Long-term debt including amounts due within one year

   $ 512,000    $ 505,828    $ 517,000    $ 557,916
 

(1)  This estimate is calculated net of commission fees.

6.          NOTES PAYABLE AND CREDIT FACILITIES:

Our primary source of short-term funds is from the sale of commercial paper notes payable. In addition to issuing commercial paper to meet seasonal working capital requirements, including the financing of gas purchases, gas inventories and accounts receivable, short-term debt is used temporarily to fund capital requirements. Commercial paper is periodically refinanced through the sale of long-term debt or equity securities. Our commercial paper program is supported by one or more committed credit facilities. At December 31, 2008 and 2007, the amounts and average interest rates of commercial paper debt outstanding were $248.0 million and 1.6 percent and $143.1 million and 4.4 percent, respectively.

We have a multi-year $250 million syndicated credit agreement, pursuant to which we may extend commitments for additional one-year periods subject to lender approval. We extended commitments with six of the seven lenders under this credit agreement, with commitments totaling $210 million, to May 31, 2013. The credit agreement also allows us to request increases in the total commitment amount from time to time, up to a maximum amount of $400 million, and to replace any lenders who decline to extend the terms of the credit agreement. The credit agreement also permits the issuance of letters of credit in an aggregate amount up to the applicable total borrowing commitment. Any principal and unpaid interest owed on borrowings under the credit agreement are due and payable on or before the expiration date, which is May 31, 2013 for all except one lender, which has a commitment amount totaling $40 million that is due and payable on or before May 31, 2012. Additionally, we entered into two committed bilateral bank lines of credit totaling $30 million in November 2008, of which $15 million expired December 31, 2008 and $15 million expired February 27, 2009. There were no outstanding balances under this credit agreement and no letters of credit issued or outstanding at December 31, 2008 and 2007.

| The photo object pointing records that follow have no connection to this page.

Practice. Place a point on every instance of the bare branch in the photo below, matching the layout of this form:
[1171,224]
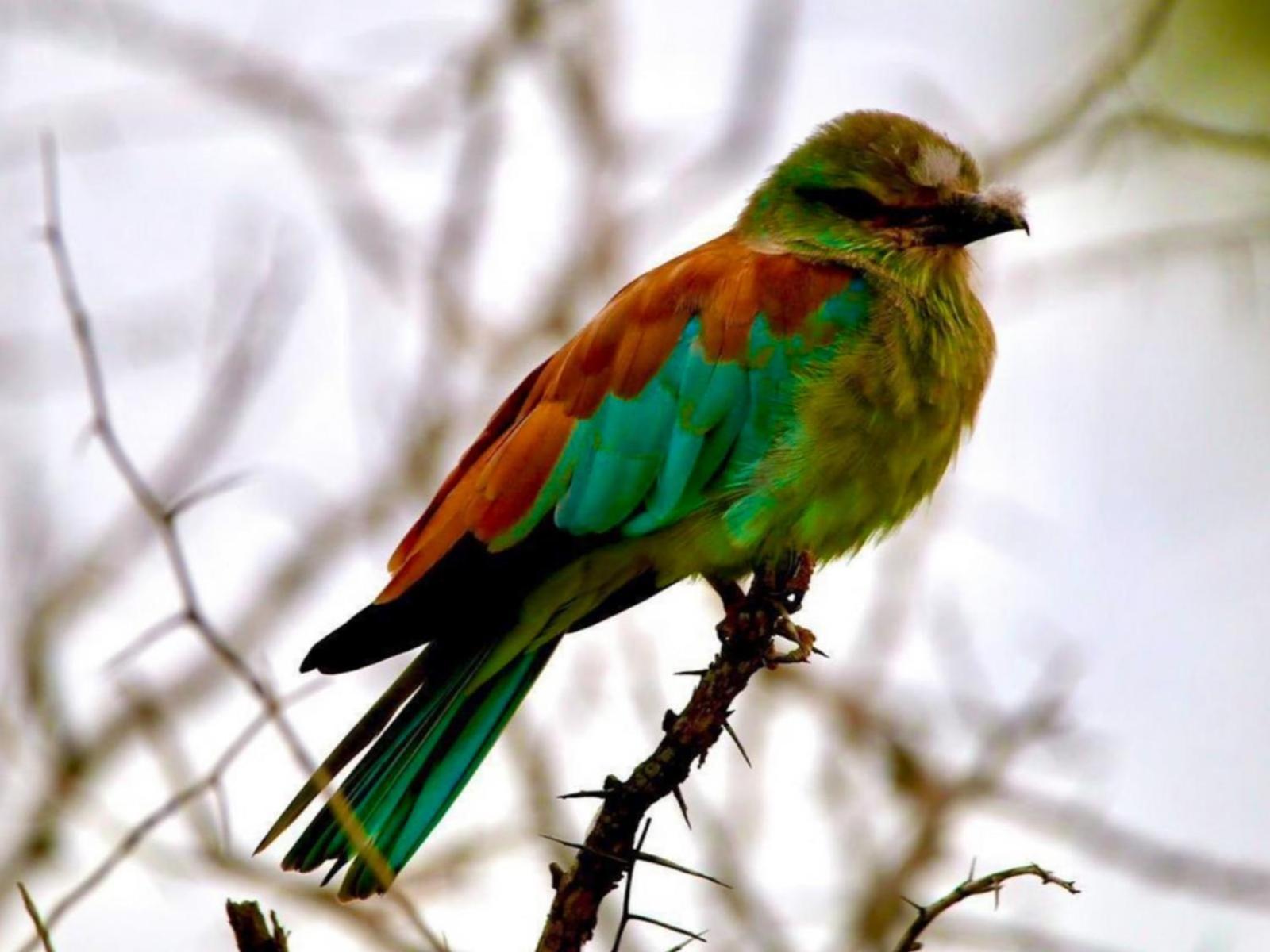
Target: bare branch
[41,927]
[984,885]
[1094,88]
[252,933]
[610,850]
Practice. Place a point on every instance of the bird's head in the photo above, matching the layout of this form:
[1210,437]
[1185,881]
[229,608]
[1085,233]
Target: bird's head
[876,186]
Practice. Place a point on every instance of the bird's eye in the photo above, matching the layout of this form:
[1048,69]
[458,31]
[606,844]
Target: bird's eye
[848,202]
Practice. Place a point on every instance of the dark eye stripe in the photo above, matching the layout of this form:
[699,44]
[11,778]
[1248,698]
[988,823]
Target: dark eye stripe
[863,205]
[848,202]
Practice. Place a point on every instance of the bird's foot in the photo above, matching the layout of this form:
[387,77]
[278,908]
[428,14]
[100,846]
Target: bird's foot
[787,579]
[803,639]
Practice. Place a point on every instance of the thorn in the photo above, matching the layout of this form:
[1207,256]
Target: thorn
[671,865]
[584,848]
[736,740]
[683,805]
[203,493]
[651,920]
[918,907]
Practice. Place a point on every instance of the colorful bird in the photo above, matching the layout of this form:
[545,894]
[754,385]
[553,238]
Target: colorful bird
[798,385]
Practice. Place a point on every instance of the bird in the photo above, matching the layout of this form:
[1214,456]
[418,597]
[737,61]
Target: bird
[797,385]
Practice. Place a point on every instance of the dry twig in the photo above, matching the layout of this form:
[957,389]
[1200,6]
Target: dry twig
[611,850]
[252,933]
[982,886]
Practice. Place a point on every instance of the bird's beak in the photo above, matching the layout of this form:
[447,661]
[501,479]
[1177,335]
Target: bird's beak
[971,217]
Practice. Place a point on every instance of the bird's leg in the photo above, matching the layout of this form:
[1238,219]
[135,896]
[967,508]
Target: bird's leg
[775,594]
[803,639]
[734,600]
[787,578]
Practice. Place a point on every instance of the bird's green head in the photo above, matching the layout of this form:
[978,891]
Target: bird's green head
[876,186]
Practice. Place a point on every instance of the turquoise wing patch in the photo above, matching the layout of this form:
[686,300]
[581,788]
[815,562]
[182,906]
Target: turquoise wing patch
[641,463]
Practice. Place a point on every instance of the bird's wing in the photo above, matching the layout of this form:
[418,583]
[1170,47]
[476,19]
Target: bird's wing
[677,385]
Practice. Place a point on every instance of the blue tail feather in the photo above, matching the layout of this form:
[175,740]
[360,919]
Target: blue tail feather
[413,774]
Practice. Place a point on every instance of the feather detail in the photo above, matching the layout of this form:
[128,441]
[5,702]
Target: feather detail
[526,459]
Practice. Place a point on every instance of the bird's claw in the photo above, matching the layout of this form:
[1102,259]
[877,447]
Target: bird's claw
[803,639]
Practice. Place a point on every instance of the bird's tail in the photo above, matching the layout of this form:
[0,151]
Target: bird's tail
[404,785]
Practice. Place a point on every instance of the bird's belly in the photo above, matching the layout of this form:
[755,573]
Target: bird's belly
[831,497]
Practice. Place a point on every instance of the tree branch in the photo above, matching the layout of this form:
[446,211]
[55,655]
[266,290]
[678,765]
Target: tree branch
[252,933]
[610,850]
[984,885]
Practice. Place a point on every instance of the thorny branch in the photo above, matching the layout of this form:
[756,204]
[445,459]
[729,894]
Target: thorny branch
[610,850]
[252,933]
[309,118]
[982,886]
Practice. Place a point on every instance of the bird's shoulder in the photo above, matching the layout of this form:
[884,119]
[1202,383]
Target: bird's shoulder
[717,294]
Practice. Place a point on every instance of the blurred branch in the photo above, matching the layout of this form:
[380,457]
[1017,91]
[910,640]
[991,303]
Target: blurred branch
[984,885]
[150,822]
[46,941]
[1096,86]
[260,83]
[610,850]
[252,933]
[1180,130]
[162,516]
[1138,854]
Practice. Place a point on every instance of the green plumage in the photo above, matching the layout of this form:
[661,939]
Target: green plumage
[816,433]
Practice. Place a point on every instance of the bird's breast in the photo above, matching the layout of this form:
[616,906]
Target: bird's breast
[876,431]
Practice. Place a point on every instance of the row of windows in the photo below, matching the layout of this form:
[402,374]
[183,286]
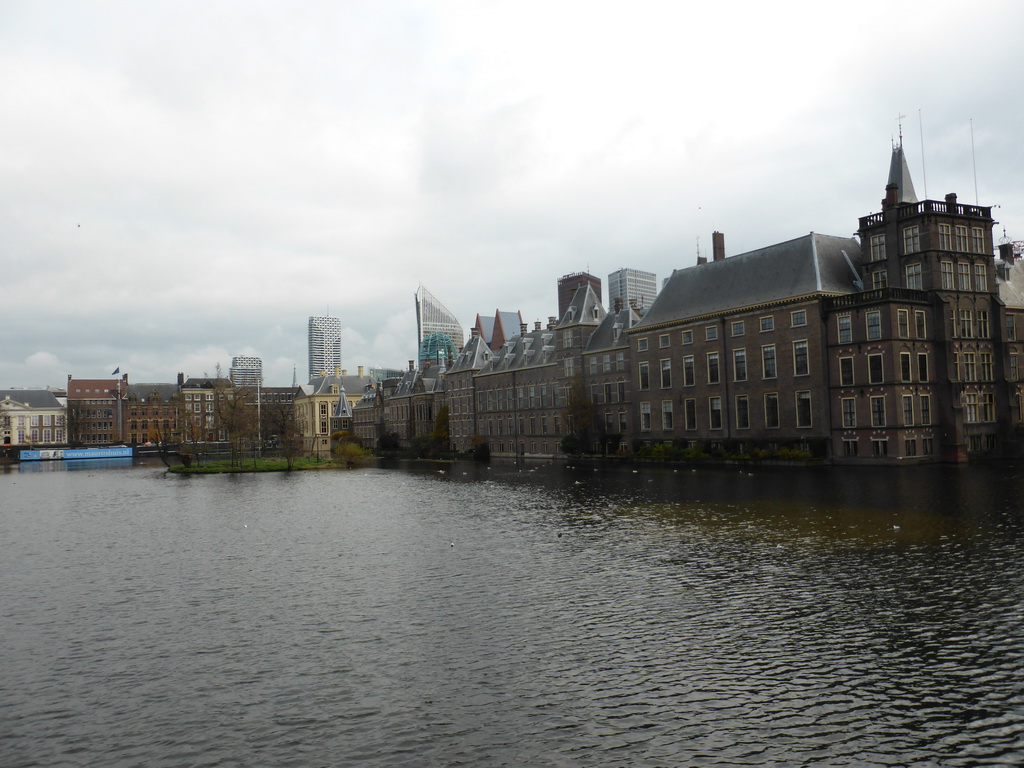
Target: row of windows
[798,318]
[880,446]
[948,237]
[741,413]
[912,414]
[713,367]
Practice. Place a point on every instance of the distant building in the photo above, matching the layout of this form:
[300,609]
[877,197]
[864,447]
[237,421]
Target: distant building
[246,371]
[94,411]
[439,335]
[31,417]
[496,331]
[325,344]
[568,284]
[635,287]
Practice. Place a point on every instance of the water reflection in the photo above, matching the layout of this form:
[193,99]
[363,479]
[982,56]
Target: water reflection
[514,614]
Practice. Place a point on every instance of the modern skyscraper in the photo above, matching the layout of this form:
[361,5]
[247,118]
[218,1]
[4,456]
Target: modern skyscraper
[246,371]
[567,286]
[325,344]
[632,285]
[438,331]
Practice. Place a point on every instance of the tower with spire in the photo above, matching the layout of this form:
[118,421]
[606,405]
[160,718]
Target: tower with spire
[927,331]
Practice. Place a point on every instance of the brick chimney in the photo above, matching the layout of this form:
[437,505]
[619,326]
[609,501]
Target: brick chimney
[892,196]
[718,246]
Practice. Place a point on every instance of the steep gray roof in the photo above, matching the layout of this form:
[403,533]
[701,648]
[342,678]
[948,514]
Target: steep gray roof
[536,348]
[473,356]
[144,391]
[585,308]
[1010,283]
[32,397]
[807,265]
[899,174]
[611,333]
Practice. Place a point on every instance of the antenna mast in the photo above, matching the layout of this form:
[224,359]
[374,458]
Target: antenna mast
[974,164]
[924,173]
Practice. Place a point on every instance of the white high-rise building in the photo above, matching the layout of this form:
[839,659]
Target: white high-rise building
[246,371]
[325,344]
[632,285]
[439,334]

The syndicated credit agreement requires that we maintain credit ratings with Standard & Poor’s (S&P) and Moody’s Investors Service, Inc. (Moody’s) and notify the lenders of any change in our senior unsecured debt ratings by such rating agencies. A change in our debt ratings is not an event of default, nor is the maintenance of a specific minimum level of debt rating a condition of drawing upon the credit facility. However, interest rates on any loans outstanding under the credit facility are tied to debt ratings, which would increase or decrease the cost of any loans under the credit facility when ratings are changed.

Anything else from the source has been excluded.